Germanosilicate glass optical fibers incorporated with the Tm²⁺ ions were fabricated to enhance optical nonlinearity by providing a strong reduction environment based on the solution doping technique in the modified chemical vapor deposition (MCVD) process. The incorporation of the Tm²⁺ ions into the fiber core was identified by the electron paramagnetic resonance (EPR) spectrum in the fiber preform, and the absorption and emission properties between 350 and 1600 nm of the Tm²⁺ ions in optical fibers and the fiber preform.
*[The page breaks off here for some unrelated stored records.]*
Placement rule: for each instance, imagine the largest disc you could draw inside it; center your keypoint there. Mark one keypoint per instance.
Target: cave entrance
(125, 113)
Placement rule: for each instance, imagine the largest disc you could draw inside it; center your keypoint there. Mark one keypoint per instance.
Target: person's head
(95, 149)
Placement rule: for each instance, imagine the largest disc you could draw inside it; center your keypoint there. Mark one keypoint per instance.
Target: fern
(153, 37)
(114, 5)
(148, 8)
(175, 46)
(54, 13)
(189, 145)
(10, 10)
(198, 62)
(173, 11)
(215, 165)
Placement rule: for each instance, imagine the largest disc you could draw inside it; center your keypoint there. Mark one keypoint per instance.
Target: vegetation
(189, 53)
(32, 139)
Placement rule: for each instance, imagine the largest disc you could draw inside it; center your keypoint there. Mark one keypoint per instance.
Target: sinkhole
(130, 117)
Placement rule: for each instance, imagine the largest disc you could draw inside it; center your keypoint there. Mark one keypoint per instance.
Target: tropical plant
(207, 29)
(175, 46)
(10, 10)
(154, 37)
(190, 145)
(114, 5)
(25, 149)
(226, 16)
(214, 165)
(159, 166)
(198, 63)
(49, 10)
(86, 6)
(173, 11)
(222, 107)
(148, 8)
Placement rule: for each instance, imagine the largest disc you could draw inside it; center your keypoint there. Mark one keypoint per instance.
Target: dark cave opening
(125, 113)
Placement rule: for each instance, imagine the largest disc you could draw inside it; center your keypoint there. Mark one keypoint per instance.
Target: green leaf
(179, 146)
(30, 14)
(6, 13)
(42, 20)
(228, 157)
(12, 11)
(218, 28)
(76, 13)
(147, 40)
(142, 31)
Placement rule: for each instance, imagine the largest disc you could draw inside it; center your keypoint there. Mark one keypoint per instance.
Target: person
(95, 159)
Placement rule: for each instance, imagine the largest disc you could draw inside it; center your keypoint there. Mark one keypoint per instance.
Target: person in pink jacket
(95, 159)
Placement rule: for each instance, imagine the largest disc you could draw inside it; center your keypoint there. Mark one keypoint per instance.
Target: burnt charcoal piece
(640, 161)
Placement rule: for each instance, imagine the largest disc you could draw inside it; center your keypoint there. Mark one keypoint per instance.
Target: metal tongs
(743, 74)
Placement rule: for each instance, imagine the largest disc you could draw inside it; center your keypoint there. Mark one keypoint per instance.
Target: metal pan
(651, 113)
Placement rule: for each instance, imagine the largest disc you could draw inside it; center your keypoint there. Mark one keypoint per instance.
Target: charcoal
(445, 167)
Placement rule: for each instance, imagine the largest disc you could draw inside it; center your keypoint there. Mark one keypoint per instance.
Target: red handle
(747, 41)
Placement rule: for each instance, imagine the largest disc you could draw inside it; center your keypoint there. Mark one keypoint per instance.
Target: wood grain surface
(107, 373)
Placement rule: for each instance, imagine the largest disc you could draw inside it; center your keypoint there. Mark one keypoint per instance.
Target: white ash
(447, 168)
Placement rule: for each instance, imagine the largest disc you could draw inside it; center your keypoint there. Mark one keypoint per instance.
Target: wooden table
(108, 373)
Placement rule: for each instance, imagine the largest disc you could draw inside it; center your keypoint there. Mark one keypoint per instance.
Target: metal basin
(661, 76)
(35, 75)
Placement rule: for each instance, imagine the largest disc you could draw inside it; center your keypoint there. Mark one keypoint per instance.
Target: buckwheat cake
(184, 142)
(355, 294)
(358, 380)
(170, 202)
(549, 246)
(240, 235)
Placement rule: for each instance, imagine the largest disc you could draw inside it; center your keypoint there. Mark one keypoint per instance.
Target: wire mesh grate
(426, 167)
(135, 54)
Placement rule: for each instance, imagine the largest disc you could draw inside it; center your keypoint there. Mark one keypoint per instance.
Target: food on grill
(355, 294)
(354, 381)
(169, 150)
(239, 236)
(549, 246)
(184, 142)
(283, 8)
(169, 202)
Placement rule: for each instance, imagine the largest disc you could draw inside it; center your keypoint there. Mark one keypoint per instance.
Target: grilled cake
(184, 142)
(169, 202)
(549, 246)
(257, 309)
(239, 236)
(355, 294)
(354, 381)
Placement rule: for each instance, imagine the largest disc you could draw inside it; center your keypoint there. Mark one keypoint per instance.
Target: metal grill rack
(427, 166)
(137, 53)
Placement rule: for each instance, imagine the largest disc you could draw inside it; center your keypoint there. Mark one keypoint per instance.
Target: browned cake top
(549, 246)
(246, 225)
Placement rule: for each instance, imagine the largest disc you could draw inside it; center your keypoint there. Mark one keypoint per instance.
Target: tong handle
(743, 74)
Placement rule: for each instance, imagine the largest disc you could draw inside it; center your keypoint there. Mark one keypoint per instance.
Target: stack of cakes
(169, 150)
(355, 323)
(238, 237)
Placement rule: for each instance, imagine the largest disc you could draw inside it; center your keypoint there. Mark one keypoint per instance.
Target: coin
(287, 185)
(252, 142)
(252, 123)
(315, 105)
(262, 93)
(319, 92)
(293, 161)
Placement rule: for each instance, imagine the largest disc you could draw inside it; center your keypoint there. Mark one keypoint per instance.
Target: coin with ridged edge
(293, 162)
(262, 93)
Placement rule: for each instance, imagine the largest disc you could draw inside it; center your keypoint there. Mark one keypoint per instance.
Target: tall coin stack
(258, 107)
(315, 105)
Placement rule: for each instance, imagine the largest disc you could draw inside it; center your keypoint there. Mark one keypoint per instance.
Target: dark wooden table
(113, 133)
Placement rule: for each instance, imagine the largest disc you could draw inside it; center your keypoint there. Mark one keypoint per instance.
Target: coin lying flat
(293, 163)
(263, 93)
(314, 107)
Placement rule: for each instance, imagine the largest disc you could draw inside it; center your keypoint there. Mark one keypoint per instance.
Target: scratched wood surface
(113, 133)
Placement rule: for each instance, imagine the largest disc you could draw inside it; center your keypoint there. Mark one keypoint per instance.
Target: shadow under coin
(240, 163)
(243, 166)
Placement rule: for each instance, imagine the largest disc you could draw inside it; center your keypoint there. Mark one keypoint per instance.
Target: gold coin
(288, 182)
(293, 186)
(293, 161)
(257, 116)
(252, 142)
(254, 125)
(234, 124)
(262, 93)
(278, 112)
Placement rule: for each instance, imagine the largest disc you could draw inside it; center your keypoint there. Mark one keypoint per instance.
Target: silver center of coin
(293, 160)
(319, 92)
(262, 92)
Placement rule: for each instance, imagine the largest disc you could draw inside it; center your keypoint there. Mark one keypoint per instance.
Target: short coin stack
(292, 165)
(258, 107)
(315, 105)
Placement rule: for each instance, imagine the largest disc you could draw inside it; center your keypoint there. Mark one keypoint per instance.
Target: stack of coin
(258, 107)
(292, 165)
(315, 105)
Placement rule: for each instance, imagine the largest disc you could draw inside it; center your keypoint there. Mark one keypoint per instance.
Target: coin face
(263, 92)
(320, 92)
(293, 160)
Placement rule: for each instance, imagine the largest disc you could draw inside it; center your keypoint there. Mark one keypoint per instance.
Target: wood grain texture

A strong broad absorption band due to the Tm²⁺ ions appeared from 350 to ∼900 nm, and a broad emission from ∼600 to ∼1050 nm and the other emission from ∼1050 to ∼1300 nm, which were not shown in the Tm³⁺ ions, were found upon Ar-ion laser pumping at 515 nm. Both absorption and emission results confirm that the Tm²⁺ ions in the germanosilicate glass have the 4f-5d energy band from 350 to ∼900 nm and the 4f-4f energy level at ∼1115 nm. Also, the resonant nonlinearity at ∼1310 and ∼1530 nm due to the Tm²⁺ ions in the fiber was measured upon the 515 nm optical pumping by using a long-period fiber grating (LPG) pair method. The nonlinear refractive index n₂ at ∼1310 and ∼1530 nm was found to be ∼4×10^-15 m²/W, where 70% and 30% of the n₂ are attributed to the nonradiative transitions and the radiative transitions, respectively.